Puerto Rico’s embattled governor, Ricardo Rosselló, announced Sunday that he will not seek reelection in 2020 and will step down as the president of the New Progressive Party, but will serve out the remainder of his term.
The move comes as Rosselló is facing public outrage over private online chat messages leaked on July 13. The 889 pages of obscenity-laced messages show the governor and his top aides—all male—allegedly making homophobic, misogynistic, and sexist comments against opponents and critics, as well as mocking victims of Hurricane Maria.
“In spite of everything, I recognize that apologizing isn’t enough, that only my work will help restore confidence ...” Rosselló said in a resignation video posted to Facebook. “Facing that scenario, I announce to you that I will not seek re-election next year.” He added that he is looking forward to facing the impeachment process, whose initial stages have already begun.

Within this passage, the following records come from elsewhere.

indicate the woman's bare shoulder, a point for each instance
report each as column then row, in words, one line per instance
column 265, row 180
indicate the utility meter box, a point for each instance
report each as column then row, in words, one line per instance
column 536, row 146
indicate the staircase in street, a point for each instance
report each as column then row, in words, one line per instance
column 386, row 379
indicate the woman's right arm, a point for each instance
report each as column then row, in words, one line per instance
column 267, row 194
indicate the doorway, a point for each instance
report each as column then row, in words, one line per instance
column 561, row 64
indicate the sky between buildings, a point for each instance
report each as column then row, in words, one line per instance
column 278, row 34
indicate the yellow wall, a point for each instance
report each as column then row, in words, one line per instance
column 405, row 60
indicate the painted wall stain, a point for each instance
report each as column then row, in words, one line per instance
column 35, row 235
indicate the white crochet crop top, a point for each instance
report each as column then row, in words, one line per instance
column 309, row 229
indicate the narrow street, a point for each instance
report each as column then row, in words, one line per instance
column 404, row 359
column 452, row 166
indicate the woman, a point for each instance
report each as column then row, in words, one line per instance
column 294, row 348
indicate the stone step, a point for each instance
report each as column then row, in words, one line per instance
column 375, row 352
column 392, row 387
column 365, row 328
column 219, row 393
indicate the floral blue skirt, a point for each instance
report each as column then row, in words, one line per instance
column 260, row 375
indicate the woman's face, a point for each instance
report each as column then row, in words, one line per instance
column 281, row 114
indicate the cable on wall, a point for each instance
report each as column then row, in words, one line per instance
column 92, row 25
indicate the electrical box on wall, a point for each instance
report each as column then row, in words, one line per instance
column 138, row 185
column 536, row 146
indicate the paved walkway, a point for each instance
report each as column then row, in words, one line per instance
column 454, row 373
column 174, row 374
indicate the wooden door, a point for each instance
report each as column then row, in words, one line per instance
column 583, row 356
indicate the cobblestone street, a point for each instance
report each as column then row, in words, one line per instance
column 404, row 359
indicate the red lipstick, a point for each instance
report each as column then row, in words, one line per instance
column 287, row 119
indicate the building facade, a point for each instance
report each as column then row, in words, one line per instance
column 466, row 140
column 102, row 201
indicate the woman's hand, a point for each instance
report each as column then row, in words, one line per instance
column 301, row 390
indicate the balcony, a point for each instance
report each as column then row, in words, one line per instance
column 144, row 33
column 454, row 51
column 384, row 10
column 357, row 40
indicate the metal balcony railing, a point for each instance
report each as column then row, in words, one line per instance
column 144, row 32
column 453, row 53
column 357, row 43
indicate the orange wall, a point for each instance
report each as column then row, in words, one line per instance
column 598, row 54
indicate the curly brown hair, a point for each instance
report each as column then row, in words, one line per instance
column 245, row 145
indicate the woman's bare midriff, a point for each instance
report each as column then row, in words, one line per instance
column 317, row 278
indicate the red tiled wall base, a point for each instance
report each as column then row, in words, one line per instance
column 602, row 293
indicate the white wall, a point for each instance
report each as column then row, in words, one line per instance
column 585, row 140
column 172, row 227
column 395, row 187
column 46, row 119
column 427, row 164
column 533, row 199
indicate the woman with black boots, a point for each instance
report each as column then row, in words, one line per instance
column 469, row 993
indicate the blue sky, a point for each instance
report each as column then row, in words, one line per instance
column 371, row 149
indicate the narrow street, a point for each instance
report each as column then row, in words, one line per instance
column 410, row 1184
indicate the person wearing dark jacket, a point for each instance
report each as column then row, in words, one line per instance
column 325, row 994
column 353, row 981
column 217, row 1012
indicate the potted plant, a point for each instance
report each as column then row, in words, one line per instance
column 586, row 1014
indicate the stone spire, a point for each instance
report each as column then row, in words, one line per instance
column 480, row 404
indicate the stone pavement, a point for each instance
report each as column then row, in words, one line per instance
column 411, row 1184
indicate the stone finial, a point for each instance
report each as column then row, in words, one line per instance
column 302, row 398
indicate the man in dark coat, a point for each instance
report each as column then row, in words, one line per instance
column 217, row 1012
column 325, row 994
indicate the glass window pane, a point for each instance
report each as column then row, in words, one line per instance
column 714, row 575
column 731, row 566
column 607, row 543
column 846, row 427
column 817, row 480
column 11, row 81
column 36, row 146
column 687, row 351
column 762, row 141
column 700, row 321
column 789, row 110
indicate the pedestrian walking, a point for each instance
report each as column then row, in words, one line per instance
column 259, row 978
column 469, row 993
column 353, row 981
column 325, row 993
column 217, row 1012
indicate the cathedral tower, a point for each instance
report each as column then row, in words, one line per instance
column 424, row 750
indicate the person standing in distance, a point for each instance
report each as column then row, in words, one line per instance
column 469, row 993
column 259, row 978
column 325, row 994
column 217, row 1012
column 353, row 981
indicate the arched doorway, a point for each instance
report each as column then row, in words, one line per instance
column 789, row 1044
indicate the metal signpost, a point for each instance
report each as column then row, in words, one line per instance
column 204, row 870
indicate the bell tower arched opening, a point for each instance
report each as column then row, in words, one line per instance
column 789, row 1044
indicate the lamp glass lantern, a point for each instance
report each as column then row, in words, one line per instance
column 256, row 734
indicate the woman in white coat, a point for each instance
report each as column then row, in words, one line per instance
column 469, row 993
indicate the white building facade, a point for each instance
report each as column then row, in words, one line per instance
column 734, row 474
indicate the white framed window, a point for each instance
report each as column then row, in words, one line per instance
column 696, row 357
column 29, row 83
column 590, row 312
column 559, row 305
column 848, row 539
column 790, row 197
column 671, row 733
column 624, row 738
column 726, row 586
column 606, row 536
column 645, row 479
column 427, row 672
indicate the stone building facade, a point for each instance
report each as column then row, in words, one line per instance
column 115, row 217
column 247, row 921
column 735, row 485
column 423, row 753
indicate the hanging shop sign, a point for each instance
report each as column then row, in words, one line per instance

The announcement did not appear to satisfy the growing number of Puerto Ricans calling for his immediate resignation, as a deluge of angry messages was posted in response to the governor’s Facebook video.
Hundreds of thousands of Puerto Ricans have been demonstrating outside Rosselló’s official residence in colonial Old San Juan over the past week. The protests are expected to culminate at a larger protest on a major highway leading to San Juan this Monday.
Puerto Rican celebrities, including the singer Ricky Martin and playwright Lin-Manuel Miranda, as well as Democratic presidential candidates, have all sided with protesters calling for Rosselló’s resignation.
The political unrest comes as Puerto Rico continues to struggle to recover from the devastation wrought by Hurricane Maria, which hit the island nearly two years ago. It is estimated that about 4,645 people died as a result of the hurricane.
Many have criticized the federal government, including FEMA and the Trump administration, for a slow and inadequate response to the natural disaster. As a U.S. territory, Puerto Rico’s 3 million American citizens do not have full representation in Congress and cannot vote for president.
FEMA has since admitted that it created a “deficit of commodities” by moving supplies from Puerto Rico to the U.S. Virgin Islands following Hurricane Irma, which affected at least nine U.S. states.